The Dame on the Dock by Louise Gorday

The Dame on the Dock by Louise Gorday

Author:Louise Gorday [Gorday, Louise]
Language: eng
Format: epub
Published: 2021-08-15T22:00:00+00:00


Chapter Nineteen

Old Faces and Lost Places

The Nevis courthouse was right around the corner from the train depot. Made sense to Shoe. It was railroad money that really built the town. When the Chesapeake Railway Express laid tracks into the sleepy bay town in 1901, they also laid the foundation for a strong banking system and a legal arena to handle all their business, not to mention all the collateral accountants, attorneys, and crooks that big money normally attracts. Some of Shoe’s best noncontroversial stories came out of here.

The courthouse and First National Bank of Nevis stood side by side. With their flights of broad stairs, ornate Corinthian columns, and chiseled pediments, they appeared as shrines to great American business acumen. Shoe supposed burnt offerings could be made around the rear of the building.

His black cap-toe oxfords echoed across the marble floor as he entered the courthouse and approached the records clerk’s desk just inside the archway on the right. He crossed his fingers and silently recited for a final time his sob story about an elderly aunt getting cheated out of her homestead by a couple of con men. If that didn’t get him a few sympathetic tears and access to the property records, he’d have to trot out his Pulitzer nomination and the Do you know who I am? card. He preferred to avoid that one. A low profile was always the best profile.

The girl behind the desk was young and cute—curly red hair, a mass of freckles that dotted her fair skin, and eyes of a startling deep blue. She looked familiar, but if their paths had crossed, he couldn’t recall where.

“How may I help—” she began, and then stopped. “Newspaper, right?” She gave him a smile and a friendly tap on the back of the hand.

He relaxed a bit. “Uh, yeah. Would it be possible to check property records? I’m working on something. Can’t say what right now, but it’s absolutely essential to the story I’m on.” Okay, a half-truth, but close enough.

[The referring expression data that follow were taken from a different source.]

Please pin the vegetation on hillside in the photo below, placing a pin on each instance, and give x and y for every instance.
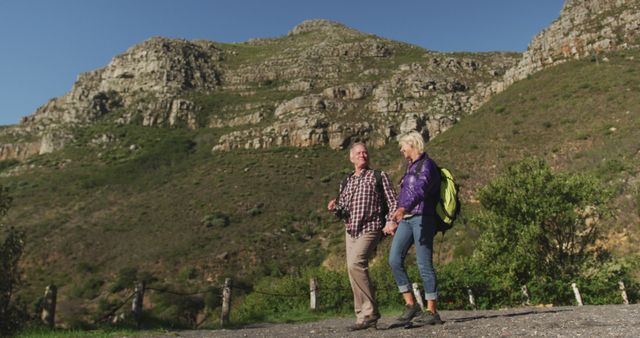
(157, 201)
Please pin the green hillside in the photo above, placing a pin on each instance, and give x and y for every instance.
(157, 200)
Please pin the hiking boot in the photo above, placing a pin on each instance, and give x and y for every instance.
(410, 311)
(368, 323)
(428, 318)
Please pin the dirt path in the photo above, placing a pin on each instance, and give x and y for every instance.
(584, 321)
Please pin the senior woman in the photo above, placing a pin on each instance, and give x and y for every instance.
(415, 225)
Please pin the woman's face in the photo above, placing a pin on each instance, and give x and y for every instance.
(407, 150)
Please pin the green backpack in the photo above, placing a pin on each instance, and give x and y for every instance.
(448, 204)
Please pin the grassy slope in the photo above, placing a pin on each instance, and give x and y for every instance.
(581, 116)
(109, 208)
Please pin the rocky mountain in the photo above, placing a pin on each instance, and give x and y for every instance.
(585, 28)
(323, 83)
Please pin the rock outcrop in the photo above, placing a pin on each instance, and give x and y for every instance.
(585, 29)
(323, 83)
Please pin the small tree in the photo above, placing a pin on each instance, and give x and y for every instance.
(540, 223)
(11, 245)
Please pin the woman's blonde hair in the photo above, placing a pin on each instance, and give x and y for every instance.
(414, 139)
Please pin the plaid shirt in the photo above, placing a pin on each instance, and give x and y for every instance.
(362, 200)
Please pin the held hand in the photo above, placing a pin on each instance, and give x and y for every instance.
(331, 205)
(390, 228)
(397, 216)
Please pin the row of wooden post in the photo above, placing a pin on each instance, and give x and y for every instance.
(50, 296)
(574, 287)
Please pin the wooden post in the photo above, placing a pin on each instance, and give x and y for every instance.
(625, 299)
(226, 301)
(313, 287)
(48, 315)
(418, 295)
(136, 304)
(525, 293)
(472, 300)
(576, 292)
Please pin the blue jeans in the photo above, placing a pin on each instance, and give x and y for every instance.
(420, 231)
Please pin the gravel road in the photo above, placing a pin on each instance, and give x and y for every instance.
(583, 321)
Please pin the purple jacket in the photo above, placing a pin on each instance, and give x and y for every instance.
(419, 187)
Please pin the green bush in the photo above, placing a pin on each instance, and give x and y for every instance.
(6, 164)
(12, 315)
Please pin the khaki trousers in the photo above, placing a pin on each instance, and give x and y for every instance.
(359, 251)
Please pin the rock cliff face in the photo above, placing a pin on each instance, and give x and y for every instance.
(585, 29)
(323, 83)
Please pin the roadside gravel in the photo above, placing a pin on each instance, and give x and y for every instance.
(583, 321)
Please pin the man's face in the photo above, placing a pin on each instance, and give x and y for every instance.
(359, 156)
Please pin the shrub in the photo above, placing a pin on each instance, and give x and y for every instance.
(12, 315)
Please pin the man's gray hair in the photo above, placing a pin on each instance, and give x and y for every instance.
(414, 139)
(358, 144)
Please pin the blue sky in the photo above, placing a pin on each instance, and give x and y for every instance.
(45, 44)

“All right,” she said, still smiling, “but it’s Katherine with a K McGinty if you need to credit someone. M-c-G-i-n-t-y.” She pointed behind her. “Gray file cabinets at the bottom of the stairs.”

It was all too easy.

The two metal cabinets contained meticulously-kept Nevis land records dating back to the late 1700s, although the further back you went, the spottier the documents. Still, there were enough historical documents to send an historian straight to Nirvana. The older records all seemed to be copies, the originals, no doubt, now housed in the official Maryland archives in Annapolis. This would be a quick search and Shoe’s mind was already jumping ahead to his next steps.

The documents were arranged by street name, then house number. He opened the third drawer—Sixteenth to Twenty-Second—and located the group for Twenty-First Street. He thumbed through the ascending house numbers. Thirty-three, thirty-four, thirty-six. Thirty-five? Nada. He checked the last of Twentieth Street. Zero. After Twenty-First? Goose egg. He started with Sixteenth Street and ran straight through all the documents in the drawer.